Personal information
- Nationality: Irish
- Born: Paul Hyland 19 November 1984 (age 41) Dublin, Ireland
- Height: 1.7 m (5 ft 7 in)
- Weight: Super bantamweight

Boxing career
- Stance: Orthodox

Boxing record
- Total fights: 23
- Wins: 21
- Win by KO: 6
- Losses: 2
- Draws: 0
- No contests: 0

= Paul Hyland (boxer) =

Irish boxer (born 1984)

Paul Hyland, (born 19 November 1984 in Dublin, Ireland) is an Irish professional boxer. Hyland is a two-time Irish Professional Super Bantamweight Champion and European Union Champion. Hyland also boxed World Title Challenger Willie Casey for the EBU (European) Title.

==Professional career==

===Début===
Hyland turned professional on 5 November 2004 in Hereford Leisure Centre, England on an undercard of bill that included Jason Cook, Jason McKay and Scott Gammer.
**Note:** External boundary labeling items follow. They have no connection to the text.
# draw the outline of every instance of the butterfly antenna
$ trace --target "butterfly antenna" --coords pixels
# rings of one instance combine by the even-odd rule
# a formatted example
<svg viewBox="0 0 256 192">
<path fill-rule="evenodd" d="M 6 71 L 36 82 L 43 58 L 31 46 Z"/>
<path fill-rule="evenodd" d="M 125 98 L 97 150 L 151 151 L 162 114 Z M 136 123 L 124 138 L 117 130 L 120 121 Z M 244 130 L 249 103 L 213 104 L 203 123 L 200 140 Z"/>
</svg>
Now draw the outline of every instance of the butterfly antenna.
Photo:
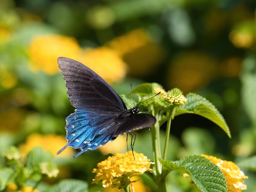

In his début Hyland defeated fellow débutant Hungarian Janos Garai with a second-round TKO knockout.

===Irish title===
He is the former two time Irish super bantamweight title holder, defeating Marc Callaghan on 5 July 2008. Hyland won this bout on a point score of 98–93.
Hyland's second time winning the Irish super bantamweight title was on 5 December in the National Stadium, Dublin, Ireland. This time Hyland won on a 3rd round too win over Eugene Heagney. Hyland dropped Heagney with a combination of punches to body and head in third round, then a burst of punches from Hyland after the eight count brought the referee's intervention.